O processo foi movido pelo Instituto Arayara, que acusa a usina de reiteradas infrações ambientais, emissões acima dos padrões legais e apresentação de relatórios ambientais considerados insuficientes ou potencialmente fraudulentos, informa a CNN Brasil.
A 9ª Vara Federal de Porto Alegre concluiu que o IBAMA deve incorporar a análise dos impactos climáticos da usina e exigir comprovação técnica de que a operação consegue cumprir integralmente os limites legais de emissão de poluentes atmosféricos.
Além disso, deve apresentar, em até 15 dias, o histórico completo de infrações e multas que tenham sido recebidas pela empresa durante a vigência da licença atual, contam Zero Hora, Guaíba e Sul 21.
A liminar determina regras para uma eventual concessão de uma nova licença, como a análise de impactos climáticos das operações da usina; anexação do histórico de infrações, valores envolvidos, suspeitas de fraude documental, além de provar medidas corretivas implantadas; plano de descomissionamento, com cronogramas fixos e metodologia detalhada e comprovação de implementação de soluções técnicas para seguir os padrões de emissões de poluentes, como dióxido de enxofre e material particulado.
Por fim, a Justiça também determina ao IBAMA que apresente, até 5 de novembro de 2026, uma decisão final sobre o procedimento de renovação da licença, sob multa diária de dez mil reais em caso de descumprimento, relata o Jornal do Comércio.
Como a Agência Brasil lembra, o prazo de renovação de operação de Candiota III expirou em 5 de abril deste ano. A proprietária solicitou ao IBAMA autorização para manter a usina em funcionamento e aguarda o parecer.
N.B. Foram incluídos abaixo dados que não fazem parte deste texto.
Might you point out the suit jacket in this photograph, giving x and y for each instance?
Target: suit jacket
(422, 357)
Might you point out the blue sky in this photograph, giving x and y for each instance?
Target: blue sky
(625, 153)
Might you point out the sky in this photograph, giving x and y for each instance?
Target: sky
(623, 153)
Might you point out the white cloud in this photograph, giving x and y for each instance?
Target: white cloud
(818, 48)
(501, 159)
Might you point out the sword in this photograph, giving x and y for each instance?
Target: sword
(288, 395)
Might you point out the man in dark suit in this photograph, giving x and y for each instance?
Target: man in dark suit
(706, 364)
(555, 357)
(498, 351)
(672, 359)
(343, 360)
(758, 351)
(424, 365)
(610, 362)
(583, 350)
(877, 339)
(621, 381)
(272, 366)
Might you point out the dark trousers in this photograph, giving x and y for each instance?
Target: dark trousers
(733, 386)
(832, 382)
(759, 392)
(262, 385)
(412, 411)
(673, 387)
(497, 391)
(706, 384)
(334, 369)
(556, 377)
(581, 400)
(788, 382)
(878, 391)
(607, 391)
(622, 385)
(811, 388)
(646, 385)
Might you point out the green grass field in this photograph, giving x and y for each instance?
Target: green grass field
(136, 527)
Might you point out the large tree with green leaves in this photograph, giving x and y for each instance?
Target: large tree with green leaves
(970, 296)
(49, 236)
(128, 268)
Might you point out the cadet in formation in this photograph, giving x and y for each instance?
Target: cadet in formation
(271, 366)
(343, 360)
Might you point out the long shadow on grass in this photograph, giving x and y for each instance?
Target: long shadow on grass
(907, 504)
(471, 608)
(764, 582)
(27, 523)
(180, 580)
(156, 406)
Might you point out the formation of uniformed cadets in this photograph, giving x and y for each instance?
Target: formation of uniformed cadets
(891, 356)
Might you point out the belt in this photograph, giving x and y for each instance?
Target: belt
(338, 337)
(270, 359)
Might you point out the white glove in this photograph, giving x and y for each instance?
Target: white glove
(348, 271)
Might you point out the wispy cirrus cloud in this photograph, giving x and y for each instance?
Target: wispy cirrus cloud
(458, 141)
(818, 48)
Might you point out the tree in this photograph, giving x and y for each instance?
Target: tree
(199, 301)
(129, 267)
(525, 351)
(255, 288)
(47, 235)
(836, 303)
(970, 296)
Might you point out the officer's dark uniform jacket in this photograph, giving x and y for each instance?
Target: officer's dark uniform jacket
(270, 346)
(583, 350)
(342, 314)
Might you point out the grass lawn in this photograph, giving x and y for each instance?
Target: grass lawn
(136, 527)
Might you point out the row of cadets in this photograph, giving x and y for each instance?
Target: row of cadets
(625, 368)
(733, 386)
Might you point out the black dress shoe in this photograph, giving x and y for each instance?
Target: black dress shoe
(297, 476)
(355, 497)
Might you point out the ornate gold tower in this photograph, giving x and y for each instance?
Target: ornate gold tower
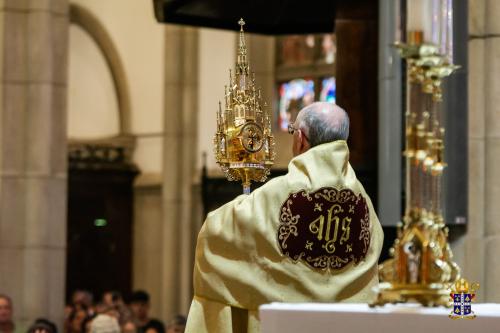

A Lei nº 15.269/2025, sancionada em novembro de 2025, garantiu a operação da usina até dezembro de 2040. Um estudo publicado em março deste ano pelo Instituto Arayara em colaboração com o Centre for Research on Energy and Clean Air (CREA) associou as atividades carboníferas no município de Candiota a 1,3 mil mortes e prejuízos de R$ 11,7 bilhões em saúde até 2040.